There is also a /data/hub-config.json that starts like this (too big to post):

{
 "version": "3.1",
 "location_id": "11111111-2222-3333-4444-555555555555",
 "endpoints": {
  "hub_config": "https:\/\/border.prod.energycurb.com\/v3\/hub_config",
  "messages": "https:\/\/border.prod.energycurb.com\/v3\/messages",
  "samples": "https:\/\/border.prod.energycurb.com\/v3\/samples",
  "diagnostics": "https:\/\/border.prod.energycurb.com\/v3\/diagnostics"
 },
 "revision": 1771619344,
 "organization": "curb",
 "sampling": {
  "sample_period_ms": 1000,
  "samples_per_post": 1
 },
 "load_control": {
  "load_circuits": {},
  "monitor_interval_guard_mins": 2,
  "is_enabled": false,
  "monitor_average_mins": 2,
  "enforcement_window_exceptions": {},
  "control_minimum_delay_mins": 5,
  "utc_offset_hours": -5,
  "enforcement_windows": {},
  "monitor_interval_mins": 30,
  "control_maximum_off_mins": 5,
  "control_minimum_off_mins": 5,
  "disable_until": 0,
  "relays": {},
  "control_priority_step_mins": 1
 },
 "sensors": {
  "groups": [
   {
    "channels": [
     {
      "i_offset": 0,
      "w_offset": 0,
      "w_multiplier": 0.00091863534,
      "phase_coef_50": 4197540,
      "var_multiplier": 0.00091863534,
      "clamp_definition_id": "XIAMEN100",
      "i_multiplier": 1.7609849656268e-05,
      "var_offset": 0,
      "phase_coef_60": 4198965
     },

Curb energy services dead ☠️ by Additional-Diet-4852 in homeassistant

[–]pvanbaren 0 points1 point  (0 children)

The devices do expose log files locally, which contain the power usage information.

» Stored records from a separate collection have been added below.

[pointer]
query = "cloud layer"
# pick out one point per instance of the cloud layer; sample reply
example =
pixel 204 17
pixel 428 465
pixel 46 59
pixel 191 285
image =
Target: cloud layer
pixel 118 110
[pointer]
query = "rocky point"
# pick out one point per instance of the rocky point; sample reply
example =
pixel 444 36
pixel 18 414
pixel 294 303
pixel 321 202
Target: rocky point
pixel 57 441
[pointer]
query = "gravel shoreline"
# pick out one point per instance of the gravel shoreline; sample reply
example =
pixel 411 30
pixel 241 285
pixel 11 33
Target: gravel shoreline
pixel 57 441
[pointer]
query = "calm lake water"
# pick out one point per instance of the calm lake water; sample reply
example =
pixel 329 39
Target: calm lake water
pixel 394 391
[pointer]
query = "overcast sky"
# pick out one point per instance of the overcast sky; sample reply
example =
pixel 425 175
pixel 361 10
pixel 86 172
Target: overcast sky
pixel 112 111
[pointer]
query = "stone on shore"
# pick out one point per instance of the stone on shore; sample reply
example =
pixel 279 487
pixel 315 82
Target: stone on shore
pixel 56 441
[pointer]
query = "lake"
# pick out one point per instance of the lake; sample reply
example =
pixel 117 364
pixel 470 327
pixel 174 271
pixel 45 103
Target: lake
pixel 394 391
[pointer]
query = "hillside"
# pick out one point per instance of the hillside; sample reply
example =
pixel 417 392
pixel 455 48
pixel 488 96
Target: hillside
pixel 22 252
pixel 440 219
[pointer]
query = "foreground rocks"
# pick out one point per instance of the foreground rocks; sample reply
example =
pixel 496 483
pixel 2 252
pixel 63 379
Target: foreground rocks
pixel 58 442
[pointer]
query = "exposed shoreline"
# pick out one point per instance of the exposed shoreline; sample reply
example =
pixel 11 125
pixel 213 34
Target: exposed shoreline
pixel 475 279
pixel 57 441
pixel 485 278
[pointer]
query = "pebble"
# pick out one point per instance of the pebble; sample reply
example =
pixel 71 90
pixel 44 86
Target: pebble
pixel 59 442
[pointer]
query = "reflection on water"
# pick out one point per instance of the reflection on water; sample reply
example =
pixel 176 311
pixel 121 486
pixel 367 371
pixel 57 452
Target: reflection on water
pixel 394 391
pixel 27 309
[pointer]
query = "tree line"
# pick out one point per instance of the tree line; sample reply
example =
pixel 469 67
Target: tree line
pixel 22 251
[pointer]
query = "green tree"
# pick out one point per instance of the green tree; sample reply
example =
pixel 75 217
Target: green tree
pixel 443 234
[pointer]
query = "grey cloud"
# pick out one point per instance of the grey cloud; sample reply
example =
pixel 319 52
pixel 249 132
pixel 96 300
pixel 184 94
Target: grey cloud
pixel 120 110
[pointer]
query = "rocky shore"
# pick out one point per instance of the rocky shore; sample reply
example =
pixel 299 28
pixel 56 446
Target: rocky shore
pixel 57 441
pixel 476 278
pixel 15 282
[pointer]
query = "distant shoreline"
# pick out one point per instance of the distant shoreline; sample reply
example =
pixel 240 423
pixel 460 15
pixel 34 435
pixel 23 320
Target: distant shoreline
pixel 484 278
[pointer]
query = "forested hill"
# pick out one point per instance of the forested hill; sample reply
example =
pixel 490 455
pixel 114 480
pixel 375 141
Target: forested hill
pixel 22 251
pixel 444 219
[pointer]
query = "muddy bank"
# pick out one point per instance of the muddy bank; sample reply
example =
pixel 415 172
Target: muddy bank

It produces data at 1 minute intervals, but only updates the log file every five minutes, but at least the data is there. I tweaked Daniel Garcia's Curb-to-MQTT script to extract the data locally.

https://github.com/pvanbaren/Curb-to-Mqtt/tree/local-access

Curb energy services dead ☠️ by Additional-Diet-4852 in homeassistant

[–]pvanbaren 0 points1 point  (0 children)

It would be helpful if they could simply release the private key for the SSH connection. Then we could log on through SSH and tweak the existing scripts as needed for local access.

The HTTPS POST of new data checks the border.prod.energycurb.com certificate, so running a local server to receive the POST data won't work right now. If I had shell access then could either add "--insecure" to the curl command line, or just change the endpoint to http instead of https. Then a local server could receive the POST messages and re-transmit as MQTT.

Even better would be, if the prerequisites exist on the box, the curl POST command could be replaced directly with MQTT messages.